The cast of Shakespeare in Love seems well-rehearsed. Paltrow does heartfelt work in her third turn as a Brit, following Emma and Sliding Doors. She's uncommonly good at being heartbroken; the Renaissance clothes look astounding on her; and she's not bad at all in the passages of Romeo and Juliet she gets to do.
My favorite performance in Shakespeare in Love, however, belongs to Rush. His shaggy-haired, yellow-toothed Henslowe, who philosophically accepts the constant disasters of theater life, is absurdly endearing, like an Elizabethan Fozzy Bear.
Not surprisingly, Fiennes's performance is the most problematic.
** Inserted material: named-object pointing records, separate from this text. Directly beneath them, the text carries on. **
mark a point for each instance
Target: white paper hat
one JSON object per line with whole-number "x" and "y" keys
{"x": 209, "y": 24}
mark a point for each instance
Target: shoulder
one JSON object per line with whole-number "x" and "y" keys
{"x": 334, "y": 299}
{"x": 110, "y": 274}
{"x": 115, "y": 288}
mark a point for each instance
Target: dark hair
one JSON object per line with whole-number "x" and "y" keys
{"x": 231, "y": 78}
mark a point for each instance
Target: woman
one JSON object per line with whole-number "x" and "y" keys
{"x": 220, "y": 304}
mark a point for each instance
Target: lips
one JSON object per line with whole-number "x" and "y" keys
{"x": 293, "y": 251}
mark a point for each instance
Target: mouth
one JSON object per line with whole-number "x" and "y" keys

Can we really believe that the soaring yet lucid poetry, the stirring, overflowing emotion of Othello or King Lear or The Tempest could have come out of this boy-ingenue? Of course not. Yet I doubt it would seem any more convincing no matter how he was portrayed, or even if we could somehow meet the real Shakespeare--the shrewd, prosperous, social-climbing, politically conservative man who comes across from what spare historical record exists. Those just-named plays seem too protean in viewpoint and too universally accessible to be the work of that guy, or of any one person, which is no doubt why--along with class and academic elitism--so many have tried, so unpersuasively, to attribute them to somebody higher on the social or educational ladder.
Much to its credit, Shakespeare in Love doesn't take itself seriously. But if there's nothing very imaginative about the film's portrait of Shakespeare, there's nothing terribly implausible about it, either. These filmmakers have taken a historical figure and made him into a hot-blooded romantic hero. Shakespeare did that a time or two himself.